Whenever I hear a political speech praised as courageous, it makes me cringe because it is a code word for tredding into territory everyone knows you shouldn't. In politics, this can only mean trouble. So did Obama's speech take courage? To answer this, we have to know what he put at risk. And what his options were.
At this point in the campaign, he had no choice but to answer the charges made about Wright, stupid as they may be. They are stupid, not because what Wright says is true, but radical as some commentators have suggested-- Do Salon readers really think AIDs was introduced into the Black community as part of a government plot?-- but because the assumption that what our preachers preach has something to do with how we think or live our lives. Maybe among Irish Catholics...and maybe some fundamentalists...but not for the rest of America. So, the question was how he would answer the charges. Nor did he have the option of renouncing any link to Wright, since the man was virtually his surrogate father. Nor could he get into the trap set by the Right, of renouncing the significance of racism en route to distancing himself from some of Wright's most outrageous remarks.
Let's be clear. Talking about the legacy of racism is not new in American politics. Compare his remarks with Lyndon's Johnson's speeches or even Jack Kennedy and you will see very little difference in the words used or even in the analogies to problems faced by white Americans. The difference, of course, is the messenger. It is one thing for a white President introducing the civil rights act to describe the shameful history of slavery, segregation and racism and quite another for a Black candidate to do us...since he invites comparison with all those who have been targeted in the past. So doing this took some courage, even now, and referring to that hour on Sunday as the most segregated hour took personal knowledge honed from personal experience.
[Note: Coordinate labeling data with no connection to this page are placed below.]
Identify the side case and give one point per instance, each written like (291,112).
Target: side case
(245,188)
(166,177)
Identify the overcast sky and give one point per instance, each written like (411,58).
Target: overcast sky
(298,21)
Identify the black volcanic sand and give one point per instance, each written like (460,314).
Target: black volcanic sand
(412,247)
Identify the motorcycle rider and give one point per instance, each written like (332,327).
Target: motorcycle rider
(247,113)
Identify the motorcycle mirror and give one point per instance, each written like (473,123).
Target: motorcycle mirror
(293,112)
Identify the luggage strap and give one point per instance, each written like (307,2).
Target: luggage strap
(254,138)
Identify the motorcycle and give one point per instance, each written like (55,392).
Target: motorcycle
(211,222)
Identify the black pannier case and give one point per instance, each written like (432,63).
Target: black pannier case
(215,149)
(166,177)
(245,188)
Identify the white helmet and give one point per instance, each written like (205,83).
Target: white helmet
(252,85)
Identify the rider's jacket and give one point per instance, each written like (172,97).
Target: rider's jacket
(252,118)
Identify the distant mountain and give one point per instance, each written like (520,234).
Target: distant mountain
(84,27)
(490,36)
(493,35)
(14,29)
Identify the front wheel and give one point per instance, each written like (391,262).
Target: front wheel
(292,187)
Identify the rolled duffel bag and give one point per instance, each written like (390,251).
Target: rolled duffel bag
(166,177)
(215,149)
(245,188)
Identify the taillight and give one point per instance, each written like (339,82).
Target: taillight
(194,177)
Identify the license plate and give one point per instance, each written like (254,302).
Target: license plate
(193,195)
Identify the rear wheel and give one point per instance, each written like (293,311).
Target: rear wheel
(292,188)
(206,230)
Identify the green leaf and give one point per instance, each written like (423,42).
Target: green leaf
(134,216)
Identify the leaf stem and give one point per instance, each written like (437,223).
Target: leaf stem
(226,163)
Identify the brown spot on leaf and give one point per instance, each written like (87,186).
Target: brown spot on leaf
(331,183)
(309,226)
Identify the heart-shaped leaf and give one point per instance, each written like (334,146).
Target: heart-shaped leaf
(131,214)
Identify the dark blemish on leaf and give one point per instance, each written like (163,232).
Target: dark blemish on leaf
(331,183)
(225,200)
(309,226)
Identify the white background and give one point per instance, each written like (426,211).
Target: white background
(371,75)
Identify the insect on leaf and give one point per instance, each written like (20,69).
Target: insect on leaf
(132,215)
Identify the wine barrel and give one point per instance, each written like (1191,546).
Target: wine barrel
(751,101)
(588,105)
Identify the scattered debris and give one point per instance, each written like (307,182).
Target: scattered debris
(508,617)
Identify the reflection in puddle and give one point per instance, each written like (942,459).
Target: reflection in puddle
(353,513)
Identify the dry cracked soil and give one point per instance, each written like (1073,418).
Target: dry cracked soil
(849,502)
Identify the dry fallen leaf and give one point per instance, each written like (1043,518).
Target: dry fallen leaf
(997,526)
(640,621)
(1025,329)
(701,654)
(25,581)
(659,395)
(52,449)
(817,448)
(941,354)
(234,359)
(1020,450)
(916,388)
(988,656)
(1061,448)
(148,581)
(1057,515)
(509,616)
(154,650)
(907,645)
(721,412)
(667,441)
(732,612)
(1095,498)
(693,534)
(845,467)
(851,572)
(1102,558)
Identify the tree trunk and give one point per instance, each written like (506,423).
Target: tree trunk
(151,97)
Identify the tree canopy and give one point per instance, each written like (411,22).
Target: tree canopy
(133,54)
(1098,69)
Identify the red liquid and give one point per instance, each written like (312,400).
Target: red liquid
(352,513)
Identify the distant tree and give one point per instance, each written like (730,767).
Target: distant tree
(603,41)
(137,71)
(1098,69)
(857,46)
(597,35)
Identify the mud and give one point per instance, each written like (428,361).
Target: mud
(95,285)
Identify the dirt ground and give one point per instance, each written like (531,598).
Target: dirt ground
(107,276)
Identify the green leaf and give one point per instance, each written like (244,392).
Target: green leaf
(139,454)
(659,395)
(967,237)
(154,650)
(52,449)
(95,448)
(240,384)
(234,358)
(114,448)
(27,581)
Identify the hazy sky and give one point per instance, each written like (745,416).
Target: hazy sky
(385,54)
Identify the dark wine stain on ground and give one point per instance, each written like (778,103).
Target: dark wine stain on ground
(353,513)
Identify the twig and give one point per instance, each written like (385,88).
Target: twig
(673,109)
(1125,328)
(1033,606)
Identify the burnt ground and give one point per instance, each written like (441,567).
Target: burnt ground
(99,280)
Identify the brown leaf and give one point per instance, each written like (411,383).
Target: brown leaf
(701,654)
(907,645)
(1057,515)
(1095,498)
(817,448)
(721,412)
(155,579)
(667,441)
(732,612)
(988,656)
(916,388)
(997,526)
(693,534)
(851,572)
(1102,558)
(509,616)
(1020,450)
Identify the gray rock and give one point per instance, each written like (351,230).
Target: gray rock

But to me, as a political speech, the speech was a failure. Addressing race as an issue is one thing. Addressing race a public problem that he could help to solve as President quite another. Had Obama actually taken a stand on any of the myriad civil rights concerns now before the nation and promised to address these...even as he addressed the parallel fears in the white community...this would have been a major speech. It might not have been called courageous, but it most certainly would have put civil rights (rather than race) on the agenda, forced Clinton and McCain to address these issues. Instead, he dealt with race the same way he has dealt with every other issue, with platitudes about unity, coming together...he could have talked about poverty or health inequalities or the disproportionate burden Blacks continue to bear for dying in foreign wars...So, yes, this was a talk about Obama and race. But it was not a talk that inserted race into the political campaign. It would have made the speech less a defense of Obama's loyalties than how government can move us beyond the racist legacies he decried.